Enter Numbers (comma-separated)
Variance: 62.5
Mean: 15
Calculation:
1. Mean = 15
2. Squared differences: (5-15)²=100, (10-15)²=25, (15-15)²=0, (20-15)²=25, (25-15)²=100
3. Sum of squared differences = 250
4. Variance = 250 / 4 = 62.5
5. Standard Deviation = √62.5 = 7.91
What is Standard Deviation?
Standard deviation measures how spread out numbers are from their mean.
Sample Standard Deviation: s = √[Σ(x - x̄)² / (n - 1)]
Population Standard Deviation: σ = √[Σ(x - μ)² / n]
- Low standard deviation = data points close to mean
- High standard deviation = data points spread out
How to Calculate Standard Deviation
- Find the mean (average) of all values
- Find each deviation from the mean: (value - mean)
- Square each deviation: (value - mean)²
- Sum all squared deviations
- Divide by n-1 (sample) or n (population)
- Take the square root to get standard deviation
Sample vs.
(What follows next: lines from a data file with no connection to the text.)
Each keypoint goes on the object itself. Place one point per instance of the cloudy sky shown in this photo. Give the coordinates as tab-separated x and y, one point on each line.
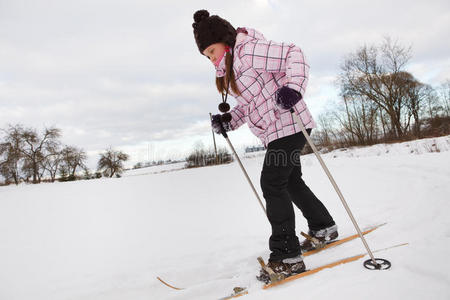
128	74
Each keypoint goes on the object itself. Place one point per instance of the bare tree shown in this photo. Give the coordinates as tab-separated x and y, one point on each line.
72	158
376	74
52	164
36	148
111	162
10	155
444	91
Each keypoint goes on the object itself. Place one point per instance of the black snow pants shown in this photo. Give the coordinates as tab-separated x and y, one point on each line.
282	185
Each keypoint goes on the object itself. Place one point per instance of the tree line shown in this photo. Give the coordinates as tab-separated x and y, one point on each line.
380	101
27	155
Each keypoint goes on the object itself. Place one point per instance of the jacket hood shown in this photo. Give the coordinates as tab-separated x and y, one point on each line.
241	39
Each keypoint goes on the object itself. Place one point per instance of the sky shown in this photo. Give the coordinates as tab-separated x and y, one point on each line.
128	74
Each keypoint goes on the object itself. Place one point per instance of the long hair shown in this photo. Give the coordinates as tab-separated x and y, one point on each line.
221	82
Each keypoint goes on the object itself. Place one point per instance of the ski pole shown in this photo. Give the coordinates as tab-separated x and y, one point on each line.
333	182
225	135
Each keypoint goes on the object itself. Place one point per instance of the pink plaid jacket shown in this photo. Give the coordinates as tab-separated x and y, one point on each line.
261	67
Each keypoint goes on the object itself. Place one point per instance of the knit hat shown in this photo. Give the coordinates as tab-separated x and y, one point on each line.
209	30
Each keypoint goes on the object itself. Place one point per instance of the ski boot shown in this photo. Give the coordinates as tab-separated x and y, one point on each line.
318	238
279	270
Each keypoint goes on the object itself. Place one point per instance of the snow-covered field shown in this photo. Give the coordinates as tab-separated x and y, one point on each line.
202	229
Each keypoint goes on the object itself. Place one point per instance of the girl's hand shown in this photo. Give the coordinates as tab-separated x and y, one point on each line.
219	126
286	97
Population
- Sample: Use when analyzing a subset of data (divide by n-1)
- Population: Use when you have all the data (divide by n)
Most of the time, you'll use sample standard deviation.
Why It Matters
Standard deviation tells you: - How consistent your data is - How much variation exists - Whether data points are clustered or spread out - The reliability of the mean
Common Questions
What is standard deviation?
Standard deviation measures how spread out numbers are from their mean. Low values mean data is close to the mean; high values mean data is spread out.
What is the difference between sample and population standard deviation?
Sample standard deviation divides by (n-1) and is used for sample data. Population standard deviation divides by n and is used when you have the entire population.